Les camarades Julien Dray, Charles de CoursonEmmanuel Macron et Alain Minc se sont récemment prononcés en faveur d’une revalorisation de l’indemnité des députés, pour la porter à 9 000 voire 10 000 euros nets par mois. Alain Minc précise : « Je pense qu’il faudrait indexer la rémunération des parlementaires sur celle des plus hauts fonctionnaires. C’est de l’ordre de 10 000 euros ». Le site de l’Assemblée Nationale rappelle cependant que « le principe de l’alignement de l’indemnité parlementaire sur la rémunération des hauts fonctionnaires a été retenu en France depuis 1938 ». Mais passons. Alain Minc poursuit : « Je ne vois pas pourquoi quelqu’un qui est là pour faire la loi est moins payé que quelqu’un qui est payé pour appliquer la loi ». Pour être exact, si l’on considère le salaire moyen des cadres « A » de la fonction publique d’État (donc a priori ceux qui sont chargés « d’appliquer la loi ») on trouve un montant de 2 851 € nets mensuels, bien loin des 10 000 € revendiqués… Cette approximation mise à part, l’argument est intéressant car on voit qu’Alain Minc compare deux métiers devant être rémunérés selon lui de façon cohérente. Cette vision du travail de député comme métier est confirmée par le site de l’Assemblée Nationale : « la nécessaire autonomie financière du parlementaire, longtemps symbolisée par le versement de l’indemnité parlementaire, a été confortée, parallèlement au développement des moyens du pouvoir exécutif, par différentes facilités et dotations en moyens matériels individuels ou collectifs. Cette tendance traduit une professionnalisation croissante du mandat parlementaire ». Cette assimilation du travail de député à un métier ne va pourtant pas de soi… Faut-il le rappeler, la fonction de député résulte d’un mandat accordé par la Nation via le vote, il s’agit d’une mission accordée de façon temporaire à un citoyen français, qui s’est porté volontaire pour cela. Une démocratie représentative saine ne devrait pas encourager la sédimentation et la professionnalisation de ses élus… Comme on l’a rappelé dans le papier précédent, l’indemnité du député n’a qu’une finalité : permettre à tous d’accéder aux fonctions politiques sans crever de faim (ou devoir être le client d’une puissance de l’ombre).

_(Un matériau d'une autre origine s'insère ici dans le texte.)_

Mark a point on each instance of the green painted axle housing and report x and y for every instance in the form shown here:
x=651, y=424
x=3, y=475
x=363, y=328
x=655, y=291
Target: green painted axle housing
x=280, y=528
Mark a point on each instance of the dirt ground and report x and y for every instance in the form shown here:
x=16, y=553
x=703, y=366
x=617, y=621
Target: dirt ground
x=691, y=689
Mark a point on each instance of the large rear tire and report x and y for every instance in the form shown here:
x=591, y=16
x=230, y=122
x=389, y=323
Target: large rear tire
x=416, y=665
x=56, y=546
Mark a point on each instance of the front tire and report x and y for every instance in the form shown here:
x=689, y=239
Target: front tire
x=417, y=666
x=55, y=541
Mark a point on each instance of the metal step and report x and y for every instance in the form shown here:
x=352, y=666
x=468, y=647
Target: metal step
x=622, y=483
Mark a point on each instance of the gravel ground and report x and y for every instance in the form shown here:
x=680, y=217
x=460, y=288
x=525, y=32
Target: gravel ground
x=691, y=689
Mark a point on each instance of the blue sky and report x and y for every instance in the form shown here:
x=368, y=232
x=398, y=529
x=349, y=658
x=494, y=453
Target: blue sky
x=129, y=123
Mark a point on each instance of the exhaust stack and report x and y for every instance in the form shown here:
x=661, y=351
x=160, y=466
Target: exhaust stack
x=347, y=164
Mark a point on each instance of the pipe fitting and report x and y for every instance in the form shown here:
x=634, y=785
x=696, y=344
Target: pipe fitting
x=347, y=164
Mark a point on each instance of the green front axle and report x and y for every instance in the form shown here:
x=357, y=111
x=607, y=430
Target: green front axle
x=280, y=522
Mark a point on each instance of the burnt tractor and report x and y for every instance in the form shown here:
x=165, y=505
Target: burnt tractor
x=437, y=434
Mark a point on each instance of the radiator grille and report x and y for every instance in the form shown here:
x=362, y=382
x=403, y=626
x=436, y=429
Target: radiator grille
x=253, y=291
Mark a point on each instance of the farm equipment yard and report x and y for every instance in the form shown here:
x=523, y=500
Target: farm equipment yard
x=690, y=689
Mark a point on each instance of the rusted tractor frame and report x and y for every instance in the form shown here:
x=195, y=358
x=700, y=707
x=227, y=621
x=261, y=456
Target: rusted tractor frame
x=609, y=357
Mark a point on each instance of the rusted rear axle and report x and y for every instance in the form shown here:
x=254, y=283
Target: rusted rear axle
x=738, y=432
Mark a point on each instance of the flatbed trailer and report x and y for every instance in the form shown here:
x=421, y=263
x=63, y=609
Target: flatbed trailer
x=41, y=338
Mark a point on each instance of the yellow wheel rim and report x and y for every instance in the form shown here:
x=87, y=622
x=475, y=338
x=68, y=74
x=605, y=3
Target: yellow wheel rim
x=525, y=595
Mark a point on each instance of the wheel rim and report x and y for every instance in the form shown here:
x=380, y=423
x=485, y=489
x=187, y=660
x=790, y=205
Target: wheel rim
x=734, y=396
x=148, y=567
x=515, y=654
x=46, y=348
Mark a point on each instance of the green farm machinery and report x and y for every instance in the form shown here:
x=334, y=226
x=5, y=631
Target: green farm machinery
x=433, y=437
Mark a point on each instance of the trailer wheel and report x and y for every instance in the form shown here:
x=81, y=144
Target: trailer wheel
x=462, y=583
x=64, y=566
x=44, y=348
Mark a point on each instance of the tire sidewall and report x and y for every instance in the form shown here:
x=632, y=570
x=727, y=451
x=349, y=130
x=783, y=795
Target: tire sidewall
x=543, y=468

Le débat public a aussi été nourri par le témoignage bouleversant de deux vaillants travailleurs de la République,  s’étant retrouvés récemment au bord du gouffre. Début janvier 2017, Henri Guaino s’est plaint de ne « rien pouvoir mettre de côté » avec son revenu de député. Il est intéressant de noter que pour M. Guaino, une indemnité versée grâce à l’argent des contribuables doit lui permettre de mettre de l’argent de côté, sur son compte personnel !… On appréciera… Mais laissons Henri poursuivre : « J’habite à Paris, je ne suis pas élu dans la Creuse ou en Corrèze, les loyers sont beaucoup plus élevés. Le train de vie que j’avais [avant d’être élu dans les Yvelines], même en le réduisant, il pèse plus lourd ». On peut donc retenir que le salaire de député doit permettre à M. Guaino de maintenir un « train de vie » de parisien aisé.  Mais penchons-nous sur le cas d’un autre précarisé de la République, un lyonnais cette-fois ci : le sénateur-maire de la capitale des Gaules, Gérard Collomb, lequel a déclaré vivre un « vrai cauchemar » : « Mes revenus sont plafonnés, je ne touche donc rien en tant que maire de Lyon et président de la métropole, je suis donc tombé à 4 000 euros par mois ». Une déclaration qui peut surprendre quand on sait que le montant net mensuel net perçu par les sénateurs s’élève à 5 423,18 €, sans compter les modalités complémentaires de financement de la fonction de sénateur. Pourquoi donc cette somme de 4 000 €? C’est parce que notre ami Gérard a été sanctionné par le Sénat en raison de son absentéisme répété. En cause ? Ses cumuls de fonctions (sénateur, maire, président de métropole) qui l’empêchent de se consacrer pleinement à la fonction de sénateur. Pour Gérard, c’est un système catastrophique (le plafonnement du salaire hein, pas l’autorisation du cumul, suivez bien) : « Dans ces conditions, on n’aura bientôt plus comme sénateurs que des mauvais, des apparatchiks de partis et des retraités ». On pourrait lui rétorquer que la définition s’applique déjà plutôt bien à une bonne partie des occupants actuels du Sénat, Gérard compris. Et qu’une règle qui garantit à la Nation la présence d’un « bon » sénateur en séance n’est pas si absurde que cela. Passons.

Au demeurant, et pour le plaisir de faire du mauvais esprit, il serait drôle de citer ces deux responsables (et quelques autres) expliquer aux représentés l’importance de se contenter de peu et de faire des efforts…Mais là encore, passons.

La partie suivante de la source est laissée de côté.